There’s a reason Dubai is known as the art capital of the Middle East. The city is home to hundreds of galleries showcasing the work of both exciting new talent and international megastars.
Art galleries in Dubai strive to both preserve and showcase local culture while exposing audiences to exciting contemporary work. Housing some of the Middle East’s most fascinating collections of fine art, sculpture, film, photography and other media, these galleries deserve to be celebrated for their ambition, accessibility to all and historical importance.
Lawrie Shabibi hosts innovative exhibitions and has a friendly team of staff always ready to offer a quick tour to visitors. Artists include Asad Faulwell, whose series Femmes D’Alger pays homage to forgotten Algerian women who fought alongside their male counterparts in the Algerian War of Independence between 1954 and 1962, and Zac Ové, who works with sculpture, film, painting and photography, often combining the various media with found, cast and recovered objects. In addition to its ever-changing exhibitions, Lawrie Shabibi puts on screenings and discussions, participates in art fairs and publishes catalogues.
Co-founded by Princess HRH Reem Al-Faisal of Saudi Arabia and Emirati Safa Al-Hamed, this gallery dedicates itself exclusively to fine-art photography – the first of its kind in the region. The Empty Quarter is home to works by several regional artists alongside world-renowned names such as Steve McCurry, Marc Riboud and Al-Moutasim Al Maskery. Among its most popular exhibitions was Dubai 1962 Story, in which Japanese photographer Yoshi Kawashima captured Dubai before its oil boom, showing a range of rare images – from the ruler Sheikh Rashid in his palace to those of souks and abras. The collection was buried away in Tokyo for nearly 50 years before it was brought back to Dubai.

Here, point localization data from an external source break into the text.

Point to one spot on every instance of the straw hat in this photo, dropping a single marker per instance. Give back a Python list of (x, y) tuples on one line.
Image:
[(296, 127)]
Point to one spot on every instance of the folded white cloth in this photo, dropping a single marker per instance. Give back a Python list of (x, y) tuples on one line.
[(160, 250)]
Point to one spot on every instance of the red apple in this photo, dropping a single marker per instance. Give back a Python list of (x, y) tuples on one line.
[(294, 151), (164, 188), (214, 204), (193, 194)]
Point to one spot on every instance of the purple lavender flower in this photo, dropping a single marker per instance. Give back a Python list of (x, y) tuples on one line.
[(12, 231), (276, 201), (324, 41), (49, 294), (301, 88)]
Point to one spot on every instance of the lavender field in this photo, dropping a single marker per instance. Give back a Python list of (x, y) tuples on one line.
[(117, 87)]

Located on the Jaddaf Waterfront, the Jameel Arts Centre is an independent organisation that supports arts and heritage in the Middle East. Sitting inside a bright-white building made up of cubic structures with large windows overlooking the waters of the Dubai Creek, the gallery hosts solo and group exhibitions by artists such as Chiharu Shiota, whose past show looked at the journey of life and all that it entails. The centre also has several gardens; a library with books, theses and artist files in both English and Arabic; and a vast outdoor amphitheatre that hosts an array of concerts and film screenings in winter. Complete your visit by heading to the on-site café for a healthy treat.
Custot Gallery, founded by Stéphane Custot in 2016, promotes modern and contemporary art in Alserkal Avenue, the cultural centre of Dubai, and showcases the likes of Jean Dubuffet, Nicolas de Staël, Pablo Reinoso and Bernar Venet. Visitors can also see works by French artist Fabienne Verdier, as well as rare photographs by British photographer Nick Brandt, who captures East Africa’s natural world, which is disappearing due to humankind.

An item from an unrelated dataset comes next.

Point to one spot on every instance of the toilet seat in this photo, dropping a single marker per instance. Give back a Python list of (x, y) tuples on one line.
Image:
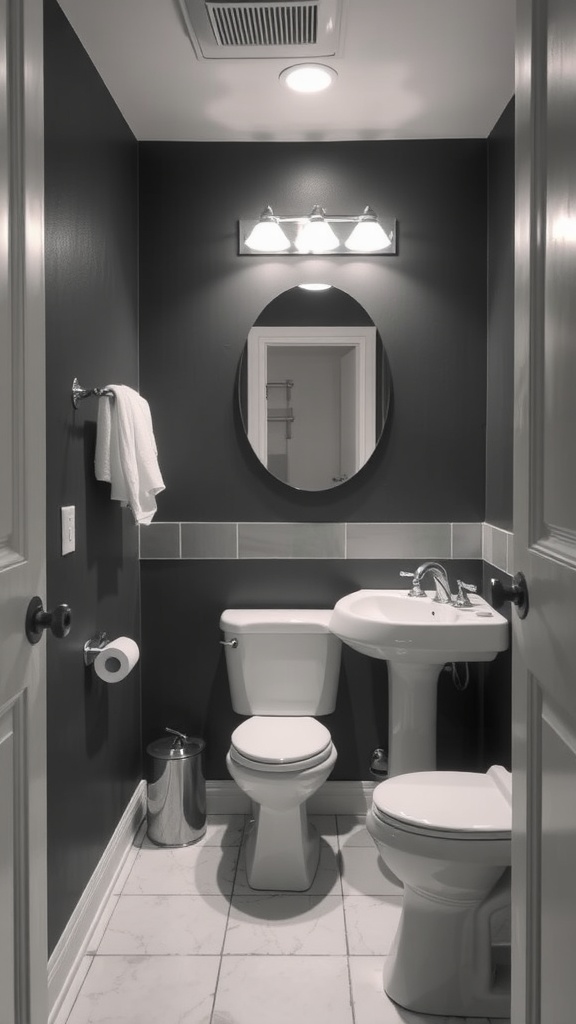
[(447, 805), (283, 743)]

Husband-and-wife duo Kourosh Nouri and Nadine Knotzer founded Carbon 12 in 2008, helping make Dubai’s contemporary art scene what it is today. It showcases regional and international creatives, such as Tehran-born, New York-based artist Sara Rahbar. The mixed-media artist collects vintage materials and assembles them to create contemporary textiles and sculptures, which have a strong connection with the history of the United States in the 19th and early 20th centuries.
Housed inside a converted villa in Jumeirah, The Workshop is a multipurpose space that includes a gallery, an antique shop, a café and an interior design studio. Fann A Porter, the gallery housed within, highlights local and regional up-and-coming artists in some of the most beautiful exhibitions in town. Among those represented at Fann A Porter are painter Nidal Khaddour, who takes inspiration from the “sociopolitical state around him”, and New York-based painter Juri Morioka, who finds inspiration in Zen.
Founded by Natalya Andakulova, this gallery specialises in art from Central Asian artists and seeks to build relationships between creatives from Central Asia and the Middle East. Inside, tourists and residents can catch a glimpse of Alexander Barovsky’s photographs, including Gypsy Madonna, a beautiful lithograph depicting a mother and child from the Mugat, a nomadic people from across Central Asia. Also on display are paintings by Timur Ernst Akhmedov from Uzbekistan, whose work is surreal and fantastical and delves into notions of identity.
While interning at the Guggenheim, Sunny Rahbar wondered why there weren’t many Arab and Iranian artists shown in international galleries, so in 2005, Rahbar, along with Claudia Cellini and Omar Ghobash, co-founded The Third Line, which opened with a group photography exhibition. In 2016, the gallery found a new home in Alserkal Avenue, in a vast 771-square-metre (8,300-square-foot) industrial space with two levels. Art lovers can delve into the work of Hassan Hajjaj, a London-based Moroccan artist whose kitsch colours and striking photography combine popular culture and high art. Other well-known artists represented are Abbas Akhavan, Farhad Moshiri and Fouad Elkoury. In addition to exhibitions, the gallery hosts educational programmes, a monthly book club, film screenings and pop-up shops.